Voor de toekenning van deze vergoeding is vereist dat de werkgever ernstig verwijtbaar heeft gehandeld. Hiervan is sprake in deze kwestie volgens de kantonrechter. Vervolgens beoordeelt de kantonrechter de mate van verwijtbaarheid van de werkgever en de (inkomens)schade die de werknemer heeft geleden.

 

De kantonrechter overweegt dat vanwege de prangende situatie door de coronamaatregelen de arbeidsovereenkomst na het aflopen van de bepaalde tijd naar verwachting niet zou zijn verlengd. Dit betekent dat de schade zich beperkt tot het loon over de resterende periode dat de arbeidsovereenkomst nog zou hebben voortgeduurd. Hierin is relevant dat die schade al wordt gedekt door de gefixeerde schadevergoeding vanwege de onregelmatige opzegging, waarop ik hierna terugkom. Zodoende blijft volgens de kantonrechter geen schade over aan de kant van de werknemer. De billijke vergoeding wordt vastgesteld op nihil.

 

Gefixeerde schadevergoeding vanwege onregelmatige opzegging

Deze vergoeding is belangrijk in deze kwestie. Doordat geen tussentijdse opzegmogelijkheid is afgesproken in de arbeidsovereenkomst, was het de werkgever niet toegelaten om de arbeidsovereenkomst eerder op te zeggen dan tegen de oorspronkelijke afgesproken einddatum. De wet bepaalt dat in zo’n geval in principe het loon over de resterende (oorspronkelijke afgesproken) periode moet worden nabetaald door de werkgever.
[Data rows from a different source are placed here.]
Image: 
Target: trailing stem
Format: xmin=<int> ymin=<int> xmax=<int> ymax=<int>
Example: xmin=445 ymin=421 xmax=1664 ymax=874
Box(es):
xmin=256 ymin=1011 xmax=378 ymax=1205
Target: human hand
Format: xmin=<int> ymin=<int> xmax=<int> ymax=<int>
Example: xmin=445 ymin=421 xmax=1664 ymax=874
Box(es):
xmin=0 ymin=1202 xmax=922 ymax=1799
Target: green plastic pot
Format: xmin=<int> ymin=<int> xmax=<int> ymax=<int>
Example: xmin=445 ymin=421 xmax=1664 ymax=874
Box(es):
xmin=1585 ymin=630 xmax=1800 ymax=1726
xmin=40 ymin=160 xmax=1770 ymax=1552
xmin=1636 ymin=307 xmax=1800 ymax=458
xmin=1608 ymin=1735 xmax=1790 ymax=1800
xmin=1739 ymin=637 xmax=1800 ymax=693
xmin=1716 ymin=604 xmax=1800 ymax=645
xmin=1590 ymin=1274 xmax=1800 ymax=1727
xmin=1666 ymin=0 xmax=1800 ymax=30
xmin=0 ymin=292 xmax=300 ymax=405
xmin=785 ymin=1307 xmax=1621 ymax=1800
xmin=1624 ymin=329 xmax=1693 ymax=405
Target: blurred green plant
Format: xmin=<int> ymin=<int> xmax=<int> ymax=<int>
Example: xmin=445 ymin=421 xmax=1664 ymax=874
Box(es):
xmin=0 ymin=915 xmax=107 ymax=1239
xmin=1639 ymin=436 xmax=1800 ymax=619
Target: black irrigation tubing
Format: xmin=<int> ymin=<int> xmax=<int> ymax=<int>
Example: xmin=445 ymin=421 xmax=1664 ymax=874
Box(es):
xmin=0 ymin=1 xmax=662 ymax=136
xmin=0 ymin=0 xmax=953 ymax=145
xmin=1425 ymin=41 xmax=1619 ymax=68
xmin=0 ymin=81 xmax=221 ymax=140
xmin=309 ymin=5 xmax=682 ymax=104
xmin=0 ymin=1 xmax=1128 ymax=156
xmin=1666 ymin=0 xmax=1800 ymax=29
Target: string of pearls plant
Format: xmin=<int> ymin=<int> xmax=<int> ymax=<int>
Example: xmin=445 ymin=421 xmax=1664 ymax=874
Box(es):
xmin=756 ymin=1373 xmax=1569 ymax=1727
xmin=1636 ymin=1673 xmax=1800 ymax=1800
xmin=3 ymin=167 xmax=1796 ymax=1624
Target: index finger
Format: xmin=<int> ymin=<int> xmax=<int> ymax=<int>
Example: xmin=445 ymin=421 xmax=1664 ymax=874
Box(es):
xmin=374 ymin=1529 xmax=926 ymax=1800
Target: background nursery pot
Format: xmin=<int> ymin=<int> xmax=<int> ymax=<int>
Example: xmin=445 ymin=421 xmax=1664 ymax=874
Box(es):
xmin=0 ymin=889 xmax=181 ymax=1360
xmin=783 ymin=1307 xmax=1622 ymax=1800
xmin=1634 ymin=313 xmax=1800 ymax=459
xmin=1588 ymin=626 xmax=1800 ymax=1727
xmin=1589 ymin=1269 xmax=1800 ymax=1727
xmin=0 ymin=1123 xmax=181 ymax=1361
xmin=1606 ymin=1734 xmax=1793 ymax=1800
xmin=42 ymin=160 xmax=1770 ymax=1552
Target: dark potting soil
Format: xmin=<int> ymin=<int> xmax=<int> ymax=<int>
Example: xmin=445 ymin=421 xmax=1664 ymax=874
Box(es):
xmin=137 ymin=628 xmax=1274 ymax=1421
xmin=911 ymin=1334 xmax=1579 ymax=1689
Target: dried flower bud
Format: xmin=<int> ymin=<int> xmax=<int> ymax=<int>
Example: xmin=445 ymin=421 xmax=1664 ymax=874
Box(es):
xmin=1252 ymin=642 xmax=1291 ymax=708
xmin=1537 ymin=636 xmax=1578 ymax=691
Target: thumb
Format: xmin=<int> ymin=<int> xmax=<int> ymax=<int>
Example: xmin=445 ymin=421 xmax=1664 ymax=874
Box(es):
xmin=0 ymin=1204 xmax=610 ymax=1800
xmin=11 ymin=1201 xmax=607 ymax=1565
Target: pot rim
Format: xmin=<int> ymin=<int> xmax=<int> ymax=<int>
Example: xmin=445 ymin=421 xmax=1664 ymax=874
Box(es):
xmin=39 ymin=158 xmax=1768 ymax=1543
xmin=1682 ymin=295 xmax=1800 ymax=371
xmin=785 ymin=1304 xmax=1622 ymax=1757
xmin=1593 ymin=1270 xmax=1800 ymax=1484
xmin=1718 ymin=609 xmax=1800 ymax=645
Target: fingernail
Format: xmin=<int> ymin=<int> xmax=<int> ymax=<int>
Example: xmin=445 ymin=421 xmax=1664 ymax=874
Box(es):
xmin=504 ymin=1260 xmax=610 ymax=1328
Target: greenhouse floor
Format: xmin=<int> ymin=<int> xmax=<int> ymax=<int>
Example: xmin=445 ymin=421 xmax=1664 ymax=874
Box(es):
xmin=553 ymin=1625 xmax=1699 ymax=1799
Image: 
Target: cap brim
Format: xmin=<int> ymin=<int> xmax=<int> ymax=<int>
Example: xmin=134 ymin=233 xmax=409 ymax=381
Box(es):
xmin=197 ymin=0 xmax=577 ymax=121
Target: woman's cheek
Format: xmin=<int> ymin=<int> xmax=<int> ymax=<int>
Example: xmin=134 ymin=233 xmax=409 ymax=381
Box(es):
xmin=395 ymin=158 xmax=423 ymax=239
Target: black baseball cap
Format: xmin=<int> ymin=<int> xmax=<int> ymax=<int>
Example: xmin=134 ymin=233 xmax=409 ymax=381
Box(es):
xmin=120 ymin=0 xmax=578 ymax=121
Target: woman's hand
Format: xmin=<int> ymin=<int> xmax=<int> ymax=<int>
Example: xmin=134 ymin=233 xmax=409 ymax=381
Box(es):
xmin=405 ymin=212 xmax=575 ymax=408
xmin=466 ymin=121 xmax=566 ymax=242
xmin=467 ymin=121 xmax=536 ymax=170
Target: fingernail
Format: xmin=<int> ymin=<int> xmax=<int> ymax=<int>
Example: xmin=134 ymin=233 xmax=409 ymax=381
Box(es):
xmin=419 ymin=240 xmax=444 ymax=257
In dit geval gaat het over 5 maandsalarissen, ter waarde van €19.278,- bruto. De werknemer krijg hierin gelijk.

 

Tips voor de praktijk

In de onverminderd moeilijke tijd door COVID-19, zal een kwestie als deze bij veel ondernemers spelen. Inmiddels blijkt uit de rechtspraak dat – ondanks de bezwarende omstandigheden – het niet zomaar is toegestaan te stoppen met loonbetalingen of zelfs de arbeidsovereenkomst te beëindigen. Het overleg met de werknemer is steeds essentieel.

 

De wet geeft in alle gevallen de mogelijkheid een arbeidsovereenkomst met wederzijds goedvinden te beëindigen. Dit houdt in dat beëindiging in overleg met de betreffende werknemer gebeurt. Er is geen sprake van eenzijdige opzegging. Voor de beëindiging met wederzijds goedvinden wordt een vaststellingsovereenkomst gebruikt. Daarin kan vrijwel alles worden afgesproken. Zodoende kunnen ook afspraken worden gemaakt over (het deel van) het loon dat nog wordt nabetaald of over andere eventuele vergoedingen. Ook kan de transitievergoeding worden afgesproken, maar dat hoeft niet.

 

De ervaring leert dat een goed gesprek met de werknemer – bijvoorbeeld over de verslechterde financiële situatie van het bedrijf – veelal tot redelijke oplossingen leidt. Ook worden slepende en kostbare gerechtelijke procedures voorkomen. Hierin geldt duidelijk het adagium: ga niet over één nacht ijs!